Low Culture With Neill Jameson: Just Broke My Glass House

Normally I don’t like to talk about myself in these things, so as not to overshadow anything else in the magazine with grand stories of a life spent being grumpy, but this month I figured I’d give it a shot in the attempt to bring clarity to things you may have heard about me. I occasionally get messages calling me a hypocrite or a fraud for spending so much time trying to enact some kind of positive social change within the metal scene. Why? Because for a while when I was younger, I was a pretty big asshole. I still am, but this was far less nuanced and loveable, which may come as a shock, I understand.

Probably the crown jewel in youthful fucking up was when my band, Krieg, did a split with Satanic Warmaster. This last sentence probably already alerted some of you to where we’re going with this, but it wasn’t the band I did the split with itself that caused the most ire. Rather, I had a message on the packaging that was packed with racist words that have caused me a great deal of embarrassment in the years reflecting on it. It helped cement a reputation that I was a bigot at worst and a fucking idiot at best.

Why did I say these things? Honestly, for a very juvenile reason: because, to me, black metal was an extremely ugly expression of music and message. It still is, but I felt I needed to take this to an extreme in order to somehow set myself apart. A mature person would have used their music to make this happen, but I suppose I somehow lacked confidence for a long time that my music would be enough. American black metal has never honestly been taken very seriously outside of the U.S.; this is still somewhat true today, but that’s more due to scarves and v-neck T-shirts than the reasons of the past. As Americans tend to express themselves in a loud and annoying manner, I was no different. I felt I needed to do this in order to get attention. Real high school shit, and I should’ve known better, but that’s the thing with getting older: You realize your mistakes long after you’ve already shit the bed. Doesn’t matter how quickly you take the sheets off—the mattress still gets stained and you have to sleep on it.

My biggest opposition in those days was both the growing faction in black metal that was focused on the idea of national socialist ideology and the other side of the coin: the collective group of anti-fascists known as Antifa. Those involved in NSBM absolutely hated me because I felt their ideology had nothing to do with black metal, which represented negativity in my mind, and I became a target for their good-time group attacks and death threats. On the other side of things, Antifa felt Krieg were a NSBM band itself because of the German name and the above mentioned use of regrettable vocabulary. I decided to try to irritate both of them by calling them out using that kind of language.
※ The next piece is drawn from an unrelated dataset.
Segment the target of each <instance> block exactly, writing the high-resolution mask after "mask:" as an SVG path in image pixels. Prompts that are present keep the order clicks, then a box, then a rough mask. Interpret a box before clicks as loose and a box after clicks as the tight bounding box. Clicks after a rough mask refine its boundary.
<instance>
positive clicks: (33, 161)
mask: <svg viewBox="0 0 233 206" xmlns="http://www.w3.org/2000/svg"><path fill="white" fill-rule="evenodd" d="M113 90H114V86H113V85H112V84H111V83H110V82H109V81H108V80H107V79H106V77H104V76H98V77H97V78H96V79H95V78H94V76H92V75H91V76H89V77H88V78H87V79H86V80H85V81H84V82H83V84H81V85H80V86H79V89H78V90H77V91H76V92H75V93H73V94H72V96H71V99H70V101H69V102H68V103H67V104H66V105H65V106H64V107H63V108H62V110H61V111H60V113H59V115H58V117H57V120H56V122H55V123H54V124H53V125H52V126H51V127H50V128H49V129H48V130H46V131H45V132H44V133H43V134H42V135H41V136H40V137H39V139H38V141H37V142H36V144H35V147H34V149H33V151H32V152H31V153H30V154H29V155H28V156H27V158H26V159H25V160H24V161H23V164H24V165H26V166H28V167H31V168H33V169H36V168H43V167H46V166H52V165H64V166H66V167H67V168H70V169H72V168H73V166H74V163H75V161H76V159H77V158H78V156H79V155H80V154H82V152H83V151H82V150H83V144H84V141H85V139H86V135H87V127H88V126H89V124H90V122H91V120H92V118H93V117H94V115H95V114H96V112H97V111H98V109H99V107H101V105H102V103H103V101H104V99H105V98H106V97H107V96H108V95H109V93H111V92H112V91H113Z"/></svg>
At the time I thought I was being clever.

It went about as well as you’d expect.

In the years that have followed I’ve come to realize what a fucking mistake in judgment this was. Krieg has always had members of different backgrounds within the band, but have a smear across the name because I thought I was being cute and didn’t understand the weight of the words I was using. As I’ve grown older and been given some platforms as a soapbox, I wanted to try to atone for a shitty past by trying to encourage better standards and behavior. Unlike some who try to dodge their history, I fully admit I’ve done and said some terrible shit. Is this enough to make up for it? Absolutely not. But I am going to continue to use whatever time I have left being involved in music to work towards something better so that maybe other people see how badly I’ve fucked up and do their best to not do the same.